JIT CSE Optimization - Add a gymnasium environment for reinforcement learning #101856

leculver · 2024-05-03T18:05:51Z

Implement a gymnasium environment, JitCseEnv, to allow us to rapidly iterate on features, reward functions, and model/neural network architecture for JIT CSE optimization. This change:

Creates a hook in the JIT's common subexpression elimination optimization to allow it to be driven by environment variable.
Uses SuperPMI, with the new CSE hook, to drive CSE decision making in the JIT.
Implements a gym environment to manipulate features, rewards, and architecture of the reinforcement learning model to find what works and what doesn't.
Provides a mechanism to see live updates of the training process via Tensorboard, and post-training evaluation against the default CSE Heursitic.

This implements the bare minimum rewards and features needed to experiment with CSE optimization. The current non-normalized features and simple reward function creates a model that is almost as good as the current, hand-written CSE Heuristic in the JIT. Further developments and improvements will likely be done offline, this is meant to be the skeleton of the project that's shared.

More information can be found in the README.md included in this pull request.

Contributes to: #92915.

dotnet-policy-service · 2024-05-03T18:06:16Z

Tagging subscribers to this area: @JulieLeeMSFT, @jakobbotsch
See info in area-owners.md if you want to be subscribed.

AndyAyersMS · 2024-05-03T20:15:40Z

@leculver skimmed through and this looks awesome! Will need a bit of time to review. Will try and get you some feedback by early next week.

FYI @dotnet/jit-contrib @matouskozak @mikelle-rogers

Also FYI @NoahIslam @LogarithmicFrog1: you might find the approach Lee is taking here a bit more accessible and/or familiar, if you're still up for some collaboration.

leculver · 2024-05-03T20:17:01Z

No problem, take the time you need.

AndyAyersMS

Overall this looks great.
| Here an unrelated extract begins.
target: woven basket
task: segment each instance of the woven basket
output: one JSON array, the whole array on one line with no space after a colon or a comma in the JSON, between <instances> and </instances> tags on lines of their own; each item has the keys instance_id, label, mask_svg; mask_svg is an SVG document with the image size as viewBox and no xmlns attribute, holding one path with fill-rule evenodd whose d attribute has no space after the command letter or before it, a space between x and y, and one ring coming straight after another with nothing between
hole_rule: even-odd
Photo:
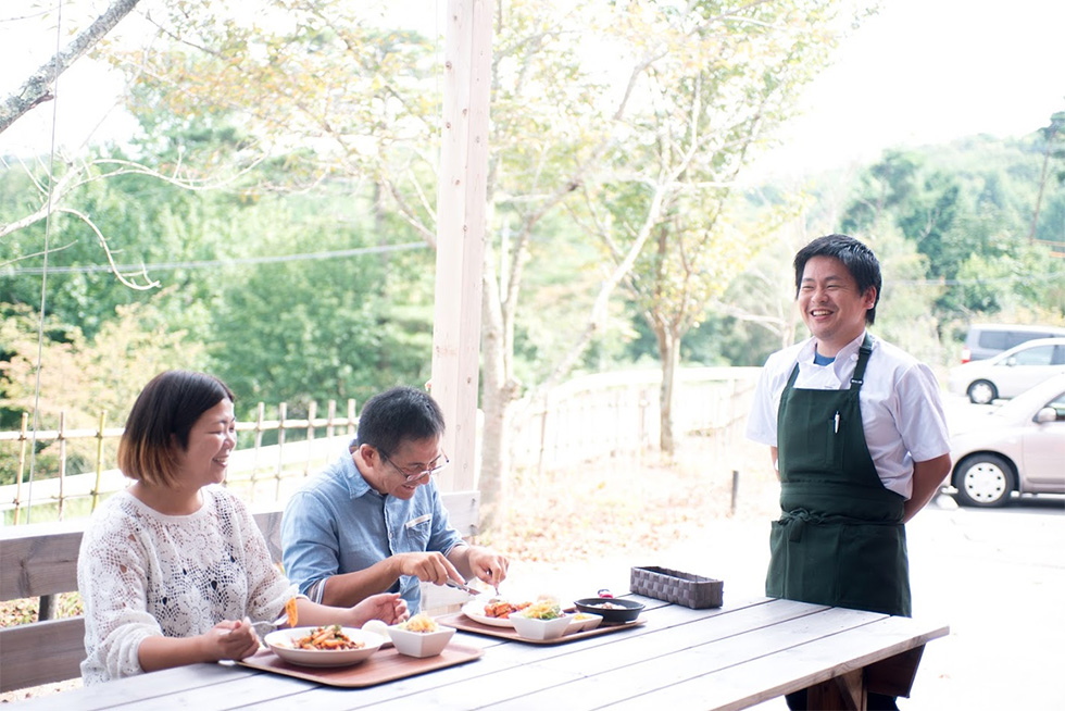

Happy to merge this as is.

Mostly my comments are about clarification and trying to match up what you have here with what I have done previously.

AndyAyersMS · 2024-05-07T18:31:20Z

src/coreclr/scripts/cse_ml/readme.md

I'd like to see a bit more of a writeup about the overall approach, either here or somewhere else. Things like

are we learning from full rollouts and eventually from this deducing per-step values (for say A2C), or are you building an incremental reward model by building up longer sequences from shorter ones?

are the rewards discounted or undiscounted?

how are you handling the fact that reward magnitudes can vary greatly from one method to the next?

what sort of neural net topology gets built? Why is this a good choice?

how are you producing the aggregate score across all the methods?

I'm 100% in agreement about needing to create more writeup and documentation.

I guess I should have been a bit more clear in the intention of this Pull Request. I consider the code here the absolute minimum starting point that other folks (and myself) can play with to make improvements. The code here is meant as that playground for use over the next couple of months.

When I'm further along in experimenting with different approaches, model architecture, and so on, that's when I plan to write everything up. Some of the techniques will certainly change after I've had more time to experiment in the space, so I didn't write down too much about this base-design because I expect a lot of it to be different.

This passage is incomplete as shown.